Threat actors are hiring freelance pentesters to improve the effectiveness of their ransomware attacks.
This is according to security vendor Cato Networks, whose research has found that malware networks are increasingly looking to employ the services of freelance security researchers to find new avenues for intrusion.
“Any good developer knows that software needs to be tested before deploying in production environments,” said Cato.
“This is also true for ransomware gangs. They want to ensure that their ransomware can be deployed successfully against organizations.”
The researchers combed darknet forums and underground boards to gather multiple instances of malware writers looking to recruit knowledgeable pentesters to try their malware payloads on multiple virtual systems and return the results.
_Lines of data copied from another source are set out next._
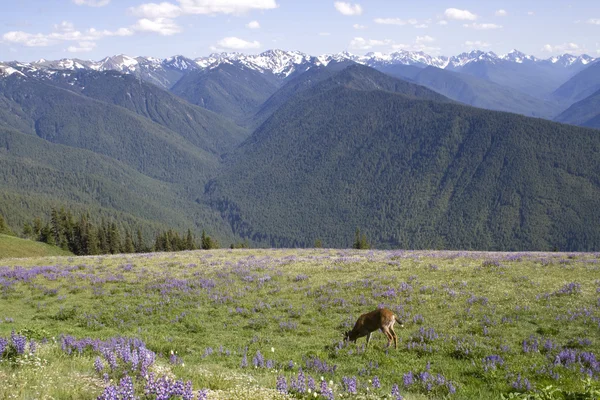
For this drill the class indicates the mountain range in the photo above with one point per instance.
(513, 82)
(283, 148)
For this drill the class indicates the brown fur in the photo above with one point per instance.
(382, 318)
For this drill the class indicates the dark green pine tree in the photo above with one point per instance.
(47, 235)
(4, 227)
(103, 246)
(28, 230)
(37, 227)
(360, 241)
(114, 239)
(56, 228)
(207, 242)
(93, 244)
(140, 247)
(189, 241)
(128, 246)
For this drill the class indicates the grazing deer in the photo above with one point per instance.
(381, 318)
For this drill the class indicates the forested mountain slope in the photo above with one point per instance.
(230, 90)
(411, 172)
(584, 113)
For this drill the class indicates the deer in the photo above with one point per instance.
(382, 318)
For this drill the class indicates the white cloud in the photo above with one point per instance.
(63, 32)
(482, 27)
(395, 21)
(234, 43)
(162, 26)
(83, 47)
(153, 10)
(477, 44)
(171, 10)
(561, 48)
(421, 43)
(424, 39)
(359, 43)
(390, 21)
(92, 3)
(348, 8)
(455, 13)
(253, 25)
(27, 39)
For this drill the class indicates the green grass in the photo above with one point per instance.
(11, 246)
(292, 305)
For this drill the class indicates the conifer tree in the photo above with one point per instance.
(189, 242)
(128, 246)
(27, 230)
(114, 239)
(140, 247)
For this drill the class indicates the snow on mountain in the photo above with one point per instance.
(473, 56)
(518, 57)
(6, 70)
(281, 63)
(278, 62)
(179, 62)
(566, 60)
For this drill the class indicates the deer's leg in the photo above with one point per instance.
(395, 337)
(388, 335)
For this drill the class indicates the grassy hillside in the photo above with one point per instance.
(11, 246)
(243, 323)
(410, 173)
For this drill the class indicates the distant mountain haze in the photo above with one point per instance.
(283, 148)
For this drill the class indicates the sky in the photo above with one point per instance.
(94, 29)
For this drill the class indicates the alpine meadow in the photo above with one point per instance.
(299, 200)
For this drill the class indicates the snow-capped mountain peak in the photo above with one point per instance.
(518, 57)
(6, 70)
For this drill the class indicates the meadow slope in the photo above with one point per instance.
(268, 324)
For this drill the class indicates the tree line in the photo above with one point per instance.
(83, 236)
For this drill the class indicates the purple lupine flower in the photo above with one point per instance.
(110, 393)
(3, 345)
(408, 379)
(98, 365)
(258, 360)
(396, 393)
(326, 392)
(125, 389)
(376, 383)
(451, 388)
(301, 381)
(19, 342)
(281, 384)
(350, 384)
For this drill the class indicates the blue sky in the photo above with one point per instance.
(93, 29)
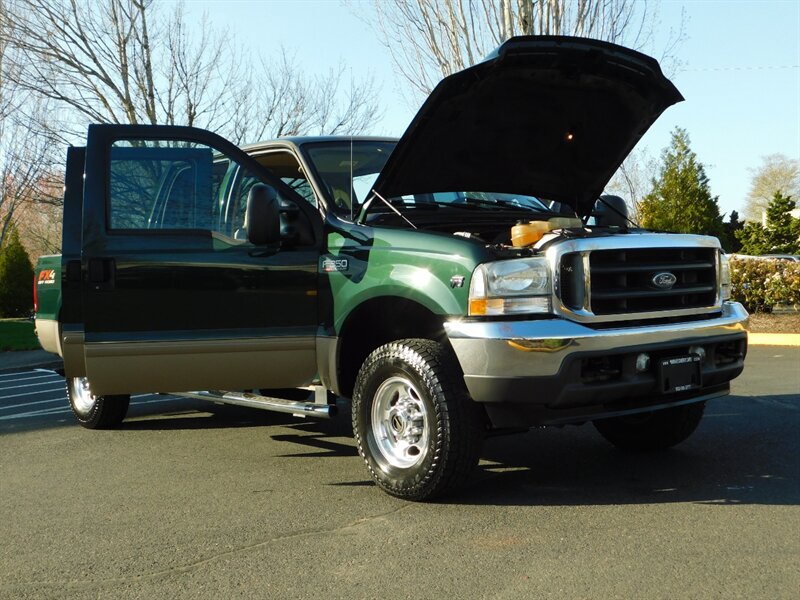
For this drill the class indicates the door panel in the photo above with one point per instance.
(175, 298)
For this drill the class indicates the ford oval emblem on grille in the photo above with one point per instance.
(664, 281)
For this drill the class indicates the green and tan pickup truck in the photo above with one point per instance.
(465, 280)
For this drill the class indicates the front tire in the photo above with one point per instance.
(95, 412)
(657, 430)
(415, 425)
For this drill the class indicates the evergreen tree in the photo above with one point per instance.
(16, 279)
(681, 200)
(732, 227)
(781, 234)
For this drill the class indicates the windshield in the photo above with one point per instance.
(496, 200)
(347, 169)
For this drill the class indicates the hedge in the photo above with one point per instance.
(761, 284)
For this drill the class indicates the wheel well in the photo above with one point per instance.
(377, 322)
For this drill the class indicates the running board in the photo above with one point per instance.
(292, 407)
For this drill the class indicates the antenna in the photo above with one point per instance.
(351, 177)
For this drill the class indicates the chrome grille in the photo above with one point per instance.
(626, 280)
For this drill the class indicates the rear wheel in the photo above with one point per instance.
(415, 425)
(95, 412)
(652, 431)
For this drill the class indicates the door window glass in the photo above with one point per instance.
(166, 185)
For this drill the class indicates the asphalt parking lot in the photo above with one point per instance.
(192, 500)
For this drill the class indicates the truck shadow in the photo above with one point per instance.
(745, 452)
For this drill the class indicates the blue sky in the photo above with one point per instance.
(740, 74)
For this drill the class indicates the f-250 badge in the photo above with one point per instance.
(334, 265)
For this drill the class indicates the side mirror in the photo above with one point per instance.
(263, 217)
(611, 211)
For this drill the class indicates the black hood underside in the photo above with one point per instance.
(552, 117)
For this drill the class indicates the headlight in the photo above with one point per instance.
(724, 277)
(510, 287)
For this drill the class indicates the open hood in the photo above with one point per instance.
(545, 116)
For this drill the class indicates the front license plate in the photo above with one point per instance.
(679, 373)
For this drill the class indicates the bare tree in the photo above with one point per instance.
(777, 173)
(430, 39)
(132, 61)
(25, 152)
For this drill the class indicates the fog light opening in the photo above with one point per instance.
(700, 351)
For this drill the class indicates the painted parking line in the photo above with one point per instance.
(4, 382)
(60, 388)
(34, 403)
(20, 387)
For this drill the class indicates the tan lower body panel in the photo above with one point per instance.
(47, 332)
(180, 366)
The idea is that the red team professionals are able to clue the malware operators in on possible weak points in which they can break into networks and ultimately compromise corporate data for a ransomware extortion.
According to the researchers, the malware is being offered as part of an affiliate program. In such cases, each affiliate is responsible for installing and carrying out the attack themselves, while the ransomware vendor operates as the backbone and takes a cut of the payout.
This sort of behavior is to be expected of malware distributors; any possible point of entry is key when it comes to cybercrime extortion.
That otherwise legitimate penetration testers would be recruited into such activity is, however, a major headache.
Organizations have only recently opened up to the idea of hiring freelance white hat hackers to expose their network vulnerabilities and, should criminal gangs offer a better price, many of those white hats will be awfully tempted to turn black.
This could result in attack techniques becoming harder to detect and the creation of a nightmare scenario in which new exploits are deployed before network defenders get the chance to analyze and counter the threats.
“Ransomware is continuously being developed with advanced encryption algorithms, and other techniques like multithreading and custom configurations,” said Cato.
“Early identification of these patterns through advanced threat detection, AI-driven anomaly monitoring and robust endpoint protection is critical to counteract evolving ransomware threats.”